If you remember, our ethnicity race variable is coded 0 for Hispanic.

The default and

Python is reference group coding, which in python is called treatment coding.

And the default reference category is the group with a value equal to 0,

which is Hispanic in this case.

Since this is what we're looking for

in this example, we do not need to add any code to change the default.

If we hadn't added a capital C with the ETHRACE variable in parentheses, Python

would have assumed that our ethnicity race variable was a quantitative variable, so

the regression coefficient would make no sense.

Here's the output.

Basically it is the same output that we see with the smf.ols function.

But, if we look at our table of parameter estimates, we see that there are three

regression coefficients for our categorical ethnicity race variable.

Note that there is no estimate for the Hispanic reference group.

The t dot and the number after it tells us that the treatment,

that is reference group, parameterization was used and

the number is the categorical variable code for the group.

For example, the non-Hispanic white group in our ETHRACE variable was coded 1.

So the t.1 indicates that it is the regression coefficient for the comparison

of the non-Hispanic White ethnic race group to our Hispanic reference group.

The three regression coefficients compare each of our ethnicity race groups

to the Hispanic group.

We can see that none of these three groups were significantly different from

the Hispanic group in number of nicotine dependent symptoms

because the p values all exceed our alpha level of .05.

As with the previous regression analysis, we see that major life depression and

number of cigarettes smoked are positively associated with number of nicotine

dependent systems.

If we wanted to make other comparisons, for example, to compare non-Hispanic White

to non-Hispanic Black, then we would need to override the default reference group so

that the value of 1 in the ETHRACE variable,

which indicates the non-Hispanic White group, is used as the reference group.

The code here shows how to do it.

It's mostly the same code, but now because we are not using the default,

we need to add some code to tell Python to continue to use the treatment or

reference group coding and designate the reference group.

We do this by adding a comma after the name of our ETHRACE variable in

parentheses.

Then treatment with a capital T.

And then within another set of parenthesis, reference=1.
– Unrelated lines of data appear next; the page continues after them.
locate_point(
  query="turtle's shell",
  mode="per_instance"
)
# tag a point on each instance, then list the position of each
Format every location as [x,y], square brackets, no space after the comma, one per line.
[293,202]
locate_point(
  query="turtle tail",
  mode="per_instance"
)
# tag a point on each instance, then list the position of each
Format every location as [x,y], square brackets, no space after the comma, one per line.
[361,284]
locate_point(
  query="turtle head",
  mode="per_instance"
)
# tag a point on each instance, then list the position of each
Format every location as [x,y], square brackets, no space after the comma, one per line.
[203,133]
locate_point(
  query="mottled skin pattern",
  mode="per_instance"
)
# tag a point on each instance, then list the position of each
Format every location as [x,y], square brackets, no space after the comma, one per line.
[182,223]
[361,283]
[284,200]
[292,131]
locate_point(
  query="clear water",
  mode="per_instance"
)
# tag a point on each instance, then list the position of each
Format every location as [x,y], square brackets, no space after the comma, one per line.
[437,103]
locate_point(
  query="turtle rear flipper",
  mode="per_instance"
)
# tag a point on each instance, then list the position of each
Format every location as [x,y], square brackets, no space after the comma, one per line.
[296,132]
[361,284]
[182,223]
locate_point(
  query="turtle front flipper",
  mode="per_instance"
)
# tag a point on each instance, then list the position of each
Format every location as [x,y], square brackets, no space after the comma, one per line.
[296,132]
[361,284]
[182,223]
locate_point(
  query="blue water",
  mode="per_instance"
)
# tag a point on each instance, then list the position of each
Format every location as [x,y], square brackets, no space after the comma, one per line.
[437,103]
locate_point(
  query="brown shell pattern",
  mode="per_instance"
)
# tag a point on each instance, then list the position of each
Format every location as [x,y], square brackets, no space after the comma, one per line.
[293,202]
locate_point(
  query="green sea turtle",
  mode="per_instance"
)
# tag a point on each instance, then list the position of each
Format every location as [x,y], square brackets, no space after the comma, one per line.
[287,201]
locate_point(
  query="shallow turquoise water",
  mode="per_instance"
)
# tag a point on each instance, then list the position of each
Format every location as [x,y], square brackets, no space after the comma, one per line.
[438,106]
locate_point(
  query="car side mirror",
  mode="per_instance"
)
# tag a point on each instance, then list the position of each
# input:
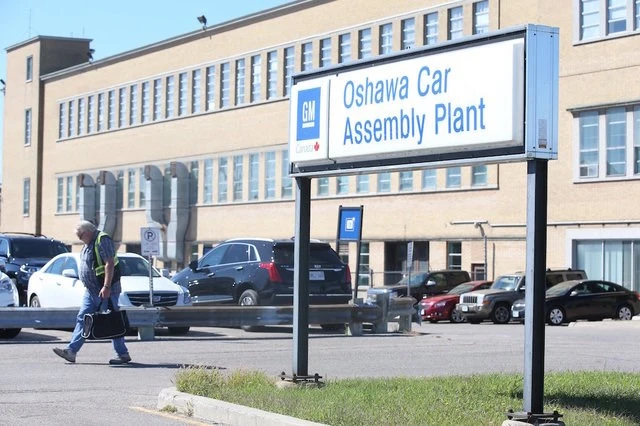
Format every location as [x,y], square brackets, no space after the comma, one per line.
[69,273]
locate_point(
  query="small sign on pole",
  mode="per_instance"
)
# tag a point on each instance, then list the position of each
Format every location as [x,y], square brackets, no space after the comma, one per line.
[150,246]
This additional Python code provides a comparison of

the three other ethnicity race groups to the non-Hispanic White group.

Here's the output.

Now the group code at 1, no longer has a parameter estimate and

the other coefficients for t.0, t.2 and t.3 compare each of the other three

racial ethnic groups to the non Hispanic white group.

Participants in the non Hispanic other ethnic racial group

had a significantly greater number of nicotine dependent symptoms compared to

non Hispanic white participants.

There are no significant differences for Hispanic and

non Hispanic black participants compared to non Hispanic white participants.